ABD Göçmenlik ve Gümrük Muhafaza Dairesi (ICE) tarafından gözaltına alınıp 21 Haziran’da salıverilen Filistinli aktivist Mahmud Halil, Trump yönetimine karşı 20 milyon dolarlık bir tazminat davası başlattı.

Konu hakkında New York merkezli Anayasal Haklar Merkezi tarafından yapılan yazılı bir açıklamada, Halil’in dava dilekçesinin, siyasi nedenlerle tutuklanması ve gözaltında tutulması neticesinde uğradığı zararları detaylandırdığı aktarıldı. Dilekçede, Trump yönetiminden 20 milyon dolarlık maddi tazminatın yanı sıra resmi bir özür de talep edildiği ifade edildi.

Açıklamada, Halil’in şu sözlerine yer verildi: “Bu, hesap verebilirliğe doğru atılan ilk adım. Benden çalınan 104 günü hiçbir şey geri getiremez.

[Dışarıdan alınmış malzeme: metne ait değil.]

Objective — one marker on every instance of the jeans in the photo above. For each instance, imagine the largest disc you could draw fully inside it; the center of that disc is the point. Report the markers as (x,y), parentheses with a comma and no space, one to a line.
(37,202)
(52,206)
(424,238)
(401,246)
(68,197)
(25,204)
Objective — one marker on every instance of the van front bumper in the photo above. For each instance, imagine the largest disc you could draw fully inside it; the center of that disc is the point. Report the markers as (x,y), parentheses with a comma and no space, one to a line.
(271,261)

Travma, eşimden ayrılık, zorla kaçırdığım ilk çocuğumun doğumu.” Bu ifadenin ardından, siyasi intikam ve yetki istismarı gibi konularda sorumlulardan hesap sorulmasının önemine dikkat çekildi.

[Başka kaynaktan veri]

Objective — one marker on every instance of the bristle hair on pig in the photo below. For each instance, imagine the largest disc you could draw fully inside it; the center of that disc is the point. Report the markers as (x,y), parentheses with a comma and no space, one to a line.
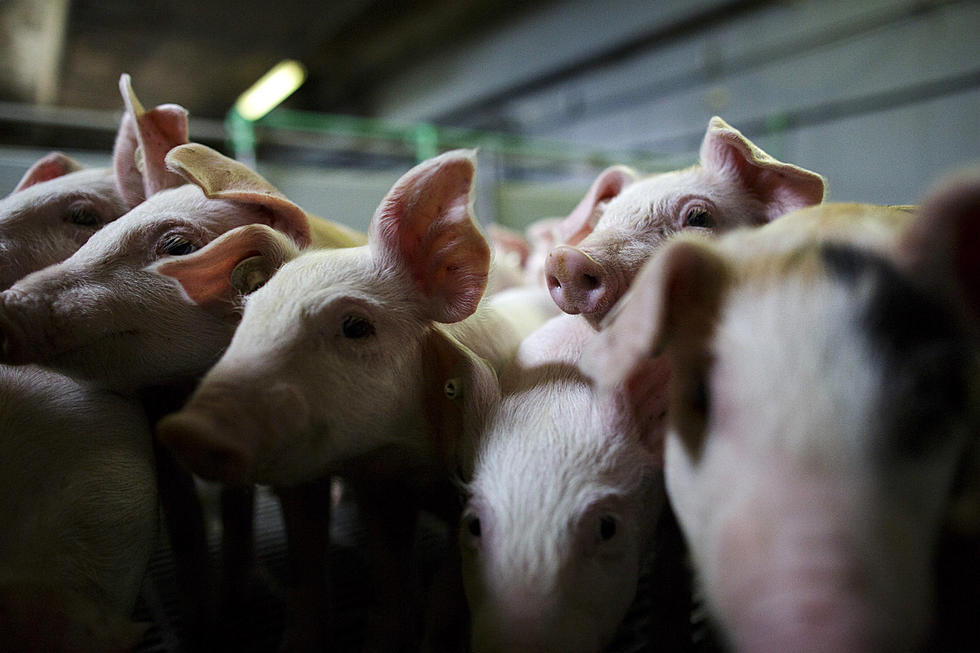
(562,502)
(78,514)
(824,393)
(375,363)
(624,217)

Bu davanın, Trump yönetiminin, İsrail’in Gazze’deki soykırımına karşı çıkan ve çoğunluğu öğrencilerden ve ABD vatandaşı olmayanlardan oluşan kişilere uyguladığı baskılar çerçevesinde hedef alınan bir birey tarafından açılan ilk tazminat davası olması bakımından önem taşıdığı belirtildi.

HALİL’İN GÖZALTI SÜRECİ

Columbia Üniversitesi’nde yüksek lisans öğrencisi olan ve ABD’deki protesto gösterilerine liderlik eden Filistinli aktivist Mahmud Halil, 3 Mart tarihinde eşiyle birlikte evine girdiği sırada yakalanarak gözaltına alınmıştı.

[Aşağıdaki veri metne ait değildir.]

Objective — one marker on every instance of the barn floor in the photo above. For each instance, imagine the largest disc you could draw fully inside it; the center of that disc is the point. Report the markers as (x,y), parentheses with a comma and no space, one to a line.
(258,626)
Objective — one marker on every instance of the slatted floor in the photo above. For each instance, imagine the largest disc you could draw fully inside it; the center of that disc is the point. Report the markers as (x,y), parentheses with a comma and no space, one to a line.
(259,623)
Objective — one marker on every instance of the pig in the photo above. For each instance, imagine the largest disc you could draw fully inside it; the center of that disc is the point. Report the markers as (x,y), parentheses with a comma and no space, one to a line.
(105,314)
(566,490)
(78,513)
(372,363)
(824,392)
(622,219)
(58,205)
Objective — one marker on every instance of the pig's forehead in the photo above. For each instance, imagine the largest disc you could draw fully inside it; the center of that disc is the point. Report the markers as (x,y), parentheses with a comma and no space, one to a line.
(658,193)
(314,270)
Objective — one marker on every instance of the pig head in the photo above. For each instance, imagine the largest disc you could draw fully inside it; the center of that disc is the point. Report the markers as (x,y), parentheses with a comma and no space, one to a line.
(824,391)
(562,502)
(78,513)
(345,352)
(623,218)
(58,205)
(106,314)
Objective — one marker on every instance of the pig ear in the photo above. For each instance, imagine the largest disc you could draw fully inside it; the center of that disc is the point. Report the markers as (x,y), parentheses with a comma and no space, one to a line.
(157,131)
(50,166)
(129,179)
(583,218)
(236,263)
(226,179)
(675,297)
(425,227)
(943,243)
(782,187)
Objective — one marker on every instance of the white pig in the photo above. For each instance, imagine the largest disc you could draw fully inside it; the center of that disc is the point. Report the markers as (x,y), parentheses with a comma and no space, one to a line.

Müvekkilinin avukatı Amy Greer, Halil’in ABD vatandaşı bir eşi olmasına ve ülkede “yeşil kart sahibi, daimi ikametgah statüsünde” bulunmasına rağmen, ABD Göçmenlik ve Gümrük Muhafaza Dairesi görevlileri tarafından tutuklandığını ve yeşil kartının geçersiz kılındığını ifade etmişti.

ABD Dışişleri Bakanı Marco Rubio’nun sosyal medya platformu X üzerinden yaptığı bir paylaşımda, “Amerika’daki Hamas destekçilerinin vizelerini veya yeşil kartlarını iptal edeceğiz, böylece sınır dışı edilebilecekler.” şeklindeki sözleri dikkat çekmişti.

Halil’in avukatlarının yasal girişimleri sonucunda, sınır dışı edilme işlemine yönelik geçici bir durdurma kararı alınmıştı. Takiben, 20 Haziran’da mahkeme, hakkındaki suçlamaların tutuklu yargılanmasını gerektirecek nitelikte olmadığına kanaat getirerek, Halil’in kefaletle salıverilmesine karar vermişti.